What it does is, it creates a tree, it uses Random Forest and classification techniques, it creates the tree based on the data points coming in the window, two vertexes are joined by a single edge, it can hold up to 2,147,483,647 data points and then apply both unsupervised and supervised algorithms and then determine the next data point. If the next data point comes in, how it basically disturbs the forest. So we can configure the number of trees in the forest. This is one of the parameters for our algorithm.

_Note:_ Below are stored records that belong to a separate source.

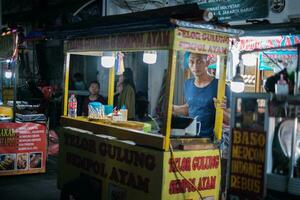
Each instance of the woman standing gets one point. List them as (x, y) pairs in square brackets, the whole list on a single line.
[(126, 90)]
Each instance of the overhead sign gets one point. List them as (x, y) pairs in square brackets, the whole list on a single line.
[(288, 58), (247, 164), (252, 43), (204, 42), (233, 10), (127, 41)]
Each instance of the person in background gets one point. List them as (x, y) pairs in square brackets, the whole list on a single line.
[(78, 82), (94, 88), (126, 91), (200, 94)]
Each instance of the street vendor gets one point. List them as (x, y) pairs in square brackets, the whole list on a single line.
[(200, 94)]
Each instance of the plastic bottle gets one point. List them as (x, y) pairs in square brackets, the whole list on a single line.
[(281, 88), (123, 112), (72, 106)]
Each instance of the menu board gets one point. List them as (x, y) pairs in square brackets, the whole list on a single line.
[(247, 164), (233, 10), (22, 148)]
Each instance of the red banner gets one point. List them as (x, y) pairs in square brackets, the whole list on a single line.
[(22, 148)]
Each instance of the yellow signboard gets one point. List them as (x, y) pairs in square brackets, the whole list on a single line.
[(123, 171), (199, 41), (199, 173), (127, 41)]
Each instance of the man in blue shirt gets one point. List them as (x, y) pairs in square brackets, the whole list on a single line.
[(200, 94)]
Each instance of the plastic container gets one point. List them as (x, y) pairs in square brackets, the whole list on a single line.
[(124, 113), (108, 109), (72, 106), (281, 88), (95, 110)]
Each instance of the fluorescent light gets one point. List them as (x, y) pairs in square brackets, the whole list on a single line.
[(108, 59), (8, 74), (237, 84), (149, 57)]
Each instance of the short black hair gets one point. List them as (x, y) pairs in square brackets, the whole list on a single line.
[(94, 82)]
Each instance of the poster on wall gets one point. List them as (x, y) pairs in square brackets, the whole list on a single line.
[(233, 10), (247, 163), (22, 148)]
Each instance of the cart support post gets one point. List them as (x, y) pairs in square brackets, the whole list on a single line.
[(220, 96), (111, 86), (169, 97), (66, 83)]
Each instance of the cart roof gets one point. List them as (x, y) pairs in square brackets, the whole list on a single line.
[(146, 21)]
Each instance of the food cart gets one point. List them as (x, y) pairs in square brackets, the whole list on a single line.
[(265, 129), (22, 144), (116, 160)]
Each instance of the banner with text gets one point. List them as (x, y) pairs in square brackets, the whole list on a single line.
[(117, 42), (233, 10), (201, 173), (22, 148), (247, 164), (204, 42)]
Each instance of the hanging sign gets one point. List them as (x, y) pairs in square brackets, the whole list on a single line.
[(233, 10), (250, 43), (247, 163), (204, 42)]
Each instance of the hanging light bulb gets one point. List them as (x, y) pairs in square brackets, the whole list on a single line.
[(108, 59), (237, 83), (149, 57), (8, 74)]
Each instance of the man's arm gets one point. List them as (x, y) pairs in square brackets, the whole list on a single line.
[(181, 110)]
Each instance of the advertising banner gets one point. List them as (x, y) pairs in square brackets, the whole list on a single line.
[(204, 42), (247, 165), (128, 41), (120, 170), (200, 173), (22, 148), (233, 10)]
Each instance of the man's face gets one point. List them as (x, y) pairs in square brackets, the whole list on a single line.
[(198, 64)]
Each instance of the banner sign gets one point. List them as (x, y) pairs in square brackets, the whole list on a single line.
[(120, 170), (6, 46), (250, 43), (22, 148), (201, 41), (247, 165), (129, 41), (201, 168), (234, 10), (286, 57)]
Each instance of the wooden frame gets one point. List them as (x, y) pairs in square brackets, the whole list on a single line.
[(173, 40)]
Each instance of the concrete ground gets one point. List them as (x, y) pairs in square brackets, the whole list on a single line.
[(31, 186)]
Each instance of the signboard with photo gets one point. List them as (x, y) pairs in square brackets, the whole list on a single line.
[(22, 148)]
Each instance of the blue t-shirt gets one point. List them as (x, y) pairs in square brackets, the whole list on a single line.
[(201, 105)]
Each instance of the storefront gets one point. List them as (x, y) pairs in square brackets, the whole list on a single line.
[(127, 159)]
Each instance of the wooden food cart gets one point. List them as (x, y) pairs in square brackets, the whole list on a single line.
[(117, 162)]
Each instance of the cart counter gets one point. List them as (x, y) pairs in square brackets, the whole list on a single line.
[(120, 168)]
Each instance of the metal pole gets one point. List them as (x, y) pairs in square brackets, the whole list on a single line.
[(15, 90)]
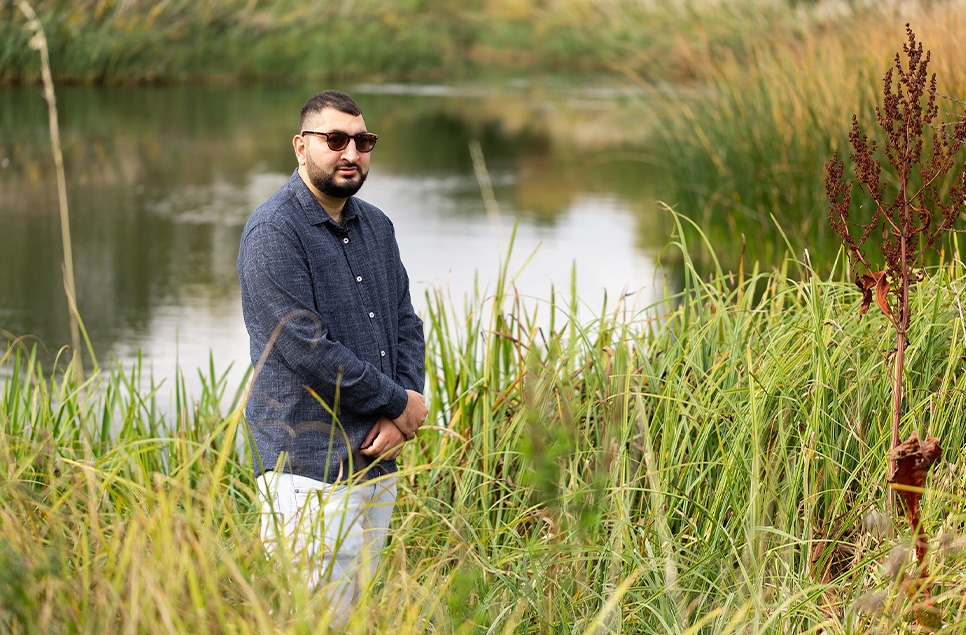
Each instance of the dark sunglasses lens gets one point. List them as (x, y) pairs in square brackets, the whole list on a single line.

The next thing is, whenever the forest is created in memory in the time, any new data point comes, it calculates how it is deviating from or disturbing the forest. This is how it internally works. These are the different parameters and numbers, the number of trees it creates, or when it gives better performance. This is the function which I used, and corresponding default values for that one. Just like AI or machine learning, the fraud detection or anomaly detection is applicable to all industry, all the verticals, whether it is banking, finance, healthcare or anything, so a few of the use cases which I have mentioned, such as fraud detection or roaming abuse or video surveillance, detecting or tracking the object or a traffic signal, whether somebody is going on the wrong side or not following the lane or something, so it is applicable for every domain.

Just like our use cases, it is applicable for money laundering as well, which I guess banks have started implementing, so a few of the banks are working on it. But most of them, or 99% of the banks in batch mode, not on real-time, so this is basically the first attempt of bringing this on AWS, to my knowledge, implementing real-time streaming analytics. So, the same slide, key takeaways.


We’ve basically established what anomalies are, how do you go about figuring out what the right one to pick is when you have training data and when you don’t. You want to detect the anomalies on the fly. We’ve heard about the concept of digital twins, right? So if somebody else has taken over your digital twin and is spending all your money, you don’t want to know about it several eons later and figure out that ‘oh, it’s all gone. Now I’ve to figure out how to get my money back.’ This sort of talks about the performance in numbers, AWS has also launched a service called SageMaker. These are some of the performance metrics and numbers that we have looked at and how it performs when you have many dimensions. Over there we only looked at a couple of the dimensions, where one is the transaction amount and one was the country, but you can keep adding many more dimensions and look at those things. It sort of shows how the performance was over time, and as you can see, as the number of dimensions increased the performance is a little bit lower, but so has the complexity, right? If you look at the accuracy on the other side, it talks about how the performance was for a hundred million records. The numbers are all based on a synthetic data set, which is a gaussian distribution, with roughly 0.5% anomalies created, so that is the accuracy predictions. Based on that, the client represents how it showed for that 0.5% on the diagram on the right.